Toxic chemicals can inhibit the dark fermentation process for renewable biohydrogen production. Norfloxacin (NOR), a typical antibiotic, is present in various feedstocks of dark fermentation, which has excellent antibacterial properties. It is hypothesized that NOR could cause adverse effects on fermentative hydrogen production, while current understanding of this subject is scare. This study investigated the potential inhibitory effect of NOR on dark hydrogen fermentation, and explored the underlying mechanisms from the perspectives of bacterial community structure and functional gene abundance. The results showed that NOR significantly reduced the hydrogen-producing capacity upon exposure to concentrations exceeding 10 mg/L. The hydrogen yield decreased from 1.56 to 0.27 H2/mol-glucose at NOR concentrations of 50 mg/L. NOR also prolonged the hydrogen-producing lag period.
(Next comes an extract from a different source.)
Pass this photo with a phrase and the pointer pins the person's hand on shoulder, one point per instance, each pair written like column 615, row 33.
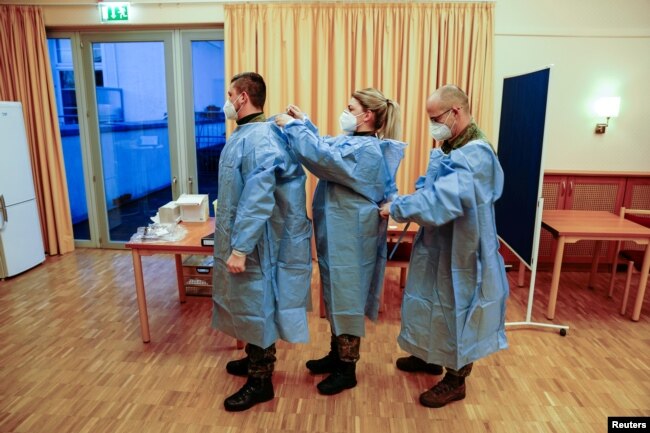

Bacterial community analysis revealed that NOR reduced the abundance of high-yielding H2-generating bacteria, such as Clostridium sp., while increasing the abundance of H2-consuming bacteria (e.g. Enterococcus sp.). Metagenomic analysis further indicated that crucial genes involved in glycolysis (e.g. HK, tal-pgi, pfk and PK) and hydrogen formation (e.g. por and E1.12.7.2) were remarkably downregulated under NOR exposure, essentially causing the inhibition of hydrogen production. This study contributes to a better understanding of how antibiotics inhibit dark hydrogen fermentation and provides a theoretical basis for reducing potential inhibitory effects.